As a side-note, self-hosted captcha is possible. I'm fairly certain ECHA (European Chemicals Agency) uses a self-hosted one within their online systems.

I hope some of this helps!

I would also add that Buster is a clear sign that the reCaptcha is not used to protect against bots, just like with old captchas that many advanced OCR can decrypt better than many users. This makes the captcha system useless as a security system. I think companies are only left with reCaptchas as a tracking system.Luckily there are quite a few methods. to show them the ugly finger, blocking trackers, randomizing fingerprints, offering invented data (CyDec, Trace, etc.), although you cannot exceed a certain limit with this, if we do not want that the visualization of certain pages becomes impossible.
With all CyDec filters activated, in YT for example you will only see a black screen, in these cases it is offered to use private YT clients, such as Invidious or Echoes Player, which are placed between YT and the user, thus avoiding tracking.

Steffie

@Komposten said in Block reCaptcha?:

Google reCaptcha really needs to be dethroned by a more privacy-aware and not too intrusive approach

Eg this one

https://www.hcaptcha.com/post/hcaptcha-now-the-largest-independent-captcha-service

I wish this was something that motivated users could proactively do themselves, rather than instead passively wait in hope for a majority of web-devs / site maintainers to place ethics over commerce & coercion.

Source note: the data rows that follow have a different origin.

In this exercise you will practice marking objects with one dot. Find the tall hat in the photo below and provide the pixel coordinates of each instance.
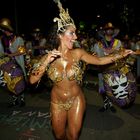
(64, 18)
(5, 24)
(109, 25)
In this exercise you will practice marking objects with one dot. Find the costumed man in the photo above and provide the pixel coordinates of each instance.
(12, 67)
(116, 81)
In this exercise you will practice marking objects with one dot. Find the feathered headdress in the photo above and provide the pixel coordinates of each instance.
(64, 18)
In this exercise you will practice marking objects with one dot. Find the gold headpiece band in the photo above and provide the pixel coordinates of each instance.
(64, 19)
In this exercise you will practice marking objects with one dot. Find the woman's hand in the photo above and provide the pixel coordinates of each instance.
(52, 55)
(126, 52)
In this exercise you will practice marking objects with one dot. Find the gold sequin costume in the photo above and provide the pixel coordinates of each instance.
(57, 75)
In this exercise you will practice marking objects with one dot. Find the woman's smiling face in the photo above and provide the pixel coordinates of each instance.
(69, 37)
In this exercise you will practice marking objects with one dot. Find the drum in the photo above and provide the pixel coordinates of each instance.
(12, 76)
(120, 88)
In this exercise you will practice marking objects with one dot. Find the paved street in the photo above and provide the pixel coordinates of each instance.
(32, 122)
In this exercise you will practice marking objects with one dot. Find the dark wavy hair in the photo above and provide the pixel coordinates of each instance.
(53, 40)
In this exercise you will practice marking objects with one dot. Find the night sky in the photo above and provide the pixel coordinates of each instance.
(27, 15)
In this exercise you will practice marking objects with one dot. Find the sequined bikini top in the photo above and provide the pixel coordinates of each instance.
(73, 71)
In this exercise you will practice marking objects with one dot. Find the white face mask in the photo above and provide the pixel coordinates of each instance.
(109, 32)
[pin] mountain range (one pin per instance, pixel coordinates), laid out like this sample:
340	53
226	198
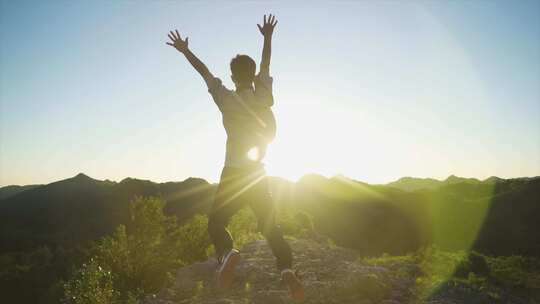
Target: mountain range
497	216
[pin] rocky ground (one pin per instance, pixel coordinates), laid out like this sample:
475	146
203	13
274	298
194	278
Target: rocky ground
331	275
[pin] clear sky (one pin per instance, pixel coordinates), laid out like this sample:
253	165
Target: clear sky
374	90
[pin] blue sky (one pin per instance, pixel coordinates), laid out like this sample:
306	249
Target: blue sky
374	90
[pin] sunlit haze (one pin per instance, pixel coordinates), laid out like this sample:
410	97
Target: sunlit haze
373	90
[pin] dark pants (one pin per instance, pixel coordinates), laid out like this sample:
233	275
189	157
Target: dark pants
237	188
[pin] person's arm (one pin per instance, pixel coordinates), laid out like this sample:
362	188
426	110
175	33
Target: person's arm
182	47
266	30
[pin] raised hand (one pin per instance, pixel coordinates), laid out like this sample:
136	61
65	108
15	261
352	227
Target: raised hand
177	42
268	25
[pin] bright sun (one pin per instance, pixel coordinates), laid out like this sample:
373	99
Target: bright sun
320	140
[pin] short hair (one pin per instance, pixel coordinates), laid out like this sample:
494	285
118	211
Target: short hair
243	68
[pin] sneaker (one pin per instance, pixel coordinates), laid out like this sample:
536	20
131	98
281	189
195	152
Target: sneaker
296	289
227	264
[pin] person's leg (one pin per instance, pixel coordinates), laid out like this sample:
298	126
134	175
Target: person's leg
263	207
226	204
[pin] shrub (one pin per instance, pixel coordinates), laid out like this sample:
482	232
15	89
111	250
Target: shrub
138	258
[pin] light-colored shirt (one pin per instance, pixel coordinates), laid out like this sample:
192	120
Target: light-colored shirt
248	120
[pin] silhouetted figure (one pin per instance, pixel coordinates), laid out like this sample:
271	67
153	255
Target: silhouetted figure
250	126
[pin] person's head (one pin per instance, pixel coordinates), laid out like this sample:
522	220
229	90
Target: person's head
243	71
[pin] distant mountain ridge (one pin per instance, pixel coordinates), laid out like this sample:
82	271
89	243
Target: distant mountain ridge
80	209
417	183
12	190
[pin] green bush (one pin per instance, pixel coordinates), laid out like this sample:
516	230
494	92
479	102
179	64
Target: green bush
91	284
140	256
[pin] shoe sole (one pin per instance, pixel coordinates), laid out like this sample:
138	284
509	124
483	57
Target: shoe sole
296	289
226	275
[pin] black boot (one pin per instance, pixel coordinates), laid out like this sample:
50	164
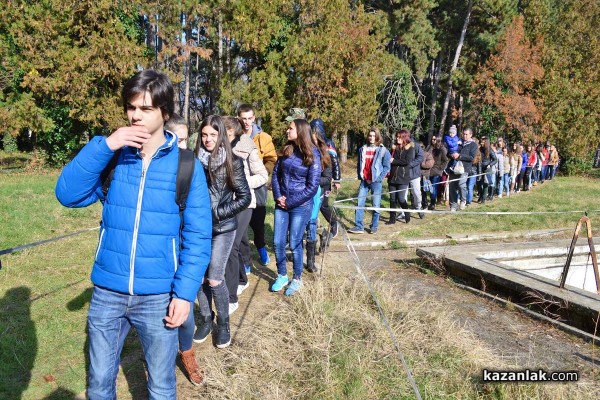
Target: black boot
392	219
310	256
406	213
204	329
223	333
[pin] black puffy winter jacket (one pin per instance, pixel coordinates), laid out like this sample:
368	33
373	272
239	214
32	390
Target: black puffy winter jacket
226	203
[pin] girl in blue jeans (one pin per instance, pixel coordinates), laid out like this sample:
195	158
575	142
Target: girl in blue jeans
295	182
229	195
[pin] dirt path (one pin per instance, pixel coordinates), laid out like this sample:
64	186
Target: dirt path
510	335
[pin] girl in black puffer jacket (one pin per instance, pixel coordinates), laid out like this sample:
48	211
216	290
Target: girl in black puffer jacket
229	195
488	160
399	179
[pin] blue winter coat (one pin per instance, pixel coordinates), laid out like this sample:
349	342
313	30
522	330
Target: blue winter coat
139	248
294	180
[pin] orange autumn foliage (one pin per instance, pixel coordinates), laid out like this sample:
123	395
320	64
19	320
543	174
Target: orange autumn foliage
507	80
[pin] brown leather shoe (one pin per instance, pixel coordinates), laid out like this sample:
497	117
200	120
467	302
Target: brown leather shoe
195	373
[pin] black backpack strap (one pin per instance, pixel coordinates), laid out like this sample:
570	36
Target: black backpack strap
185	172
108	172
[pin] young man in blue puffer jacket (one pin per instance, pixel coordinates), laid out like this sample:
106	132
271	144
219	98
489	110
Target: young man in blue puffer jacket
147	271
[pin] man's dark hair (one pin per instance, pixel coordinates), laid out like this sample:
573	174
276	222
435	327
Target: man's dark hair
245	108
157	84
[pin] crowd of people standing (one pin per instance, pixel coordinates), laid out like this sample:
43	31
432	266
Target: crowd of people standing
158	253
452	170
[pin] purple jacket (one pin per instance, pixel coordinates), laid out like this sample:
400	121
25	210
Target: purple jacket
294	180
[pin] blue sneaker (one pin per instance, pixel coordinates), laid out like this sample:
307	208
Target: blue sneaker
279	283
294	287
264	256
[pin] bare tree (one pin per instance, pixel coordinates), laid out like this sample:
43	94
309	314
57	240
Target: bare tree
453	68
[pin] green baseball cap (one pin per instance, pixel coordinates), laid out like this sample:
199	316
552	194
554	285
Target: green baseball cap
295	113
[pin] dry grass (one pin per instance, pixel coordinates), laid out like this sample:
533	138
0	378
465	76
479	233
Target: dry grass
329	342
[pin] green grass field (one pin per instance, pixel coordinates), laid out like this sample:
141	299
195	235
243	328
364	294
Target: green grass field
44	292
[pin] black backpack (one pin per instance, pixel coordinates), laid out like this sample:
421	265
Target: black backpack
185	172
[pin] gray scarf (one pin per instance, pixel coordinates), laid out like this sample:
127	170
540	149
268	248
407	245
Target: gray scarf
204	157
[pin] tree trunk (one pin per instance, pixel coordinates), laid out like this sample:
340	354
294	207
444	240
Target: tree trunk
460	111
220	35
453	68
437	71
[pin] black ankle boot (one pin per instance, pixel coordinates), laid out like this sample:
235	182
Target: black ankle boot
392	219
406	214
223	333
310	256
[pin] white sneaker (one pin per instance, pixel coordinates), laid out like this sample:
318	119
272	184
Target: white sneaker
241	288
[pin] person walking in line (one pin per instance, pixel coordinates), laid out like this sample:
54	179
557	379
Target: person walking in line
268	156
440	161
318	127
373	166
486	167
256	175
229	195
324	185
151	255
458	181
295	182
531	163
399	179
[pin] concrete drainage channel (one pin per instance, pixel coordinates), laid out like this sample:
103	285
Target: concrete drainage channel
528	275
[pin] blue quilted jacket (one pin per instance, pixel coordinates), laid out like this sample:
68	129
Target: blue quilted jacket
297	182
140	249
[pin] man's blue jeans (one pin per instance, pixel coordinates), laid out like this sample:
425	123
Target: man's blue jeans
458	183
470	188
435	187
294	221
314	216
363	190
110	317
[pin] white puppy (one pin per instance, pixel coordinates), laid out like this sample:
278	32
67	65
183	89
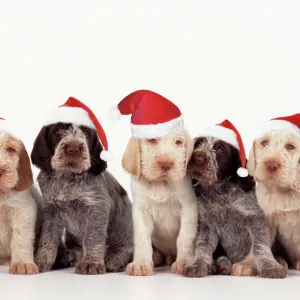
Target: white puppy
164	204
18	207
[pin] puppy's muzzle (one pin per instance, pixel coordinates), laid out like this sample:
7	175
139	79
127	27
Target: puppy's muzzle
200	159
272	166
73	149
165	165
2	170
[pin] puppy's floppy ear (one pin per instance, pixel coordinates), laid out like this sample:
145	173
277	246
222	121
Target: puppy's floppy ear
251	164
97	164
131	161
189	149
24	171
41	154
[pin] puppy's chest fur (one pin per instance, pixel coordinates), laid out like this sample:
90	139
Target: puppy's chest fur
163	206
222	203
71	196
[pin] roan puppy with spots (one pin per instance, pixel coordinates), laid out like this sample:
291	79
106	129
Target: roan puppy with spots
164	203
229	214
274	163
20	203
80	195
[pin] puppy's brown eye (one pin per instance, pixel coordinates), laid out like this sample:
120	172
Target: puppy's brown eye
289	147
152	141
220	150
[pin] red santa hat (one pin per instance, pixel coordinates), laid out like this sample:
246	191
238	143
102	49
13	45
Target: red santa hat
9	128
152	115
289	123
75	112
226	132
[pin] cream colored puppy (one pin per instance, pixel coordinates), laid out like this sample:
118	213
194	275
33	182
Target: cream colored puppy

Also, like others have said, the V forum has no reCAPTCHA that i've ever experienced.

Catweazle

Another Forum has this very interesting captcha, https://i.imgur.com/Mu0rdCU.png where you have to put different photos of animals, cars and other things in the corresponding boxes.

Key Captcha also has another solving a Jigsaw puzzle

https://www.keycaptcha.com

Catweazle

@Gwen-Dragon , also Touchpad, at least the first one.
Anyway I think the Captchas systems are obsolete. Sooner or later any bot can solve them the same, as happens with Google's re-captcha (see Buster).
I remember a forum where they just waited an hour or more to send the confirmation of new registrations. This largely avoided not only bots, but also common spammers, since they always use temporary emails that expire after half an hour by far.
Another method against bots is the Honeypot methods, which can be implemented even with a simple script, although these only work against bots (for now). All this, without privacy problems.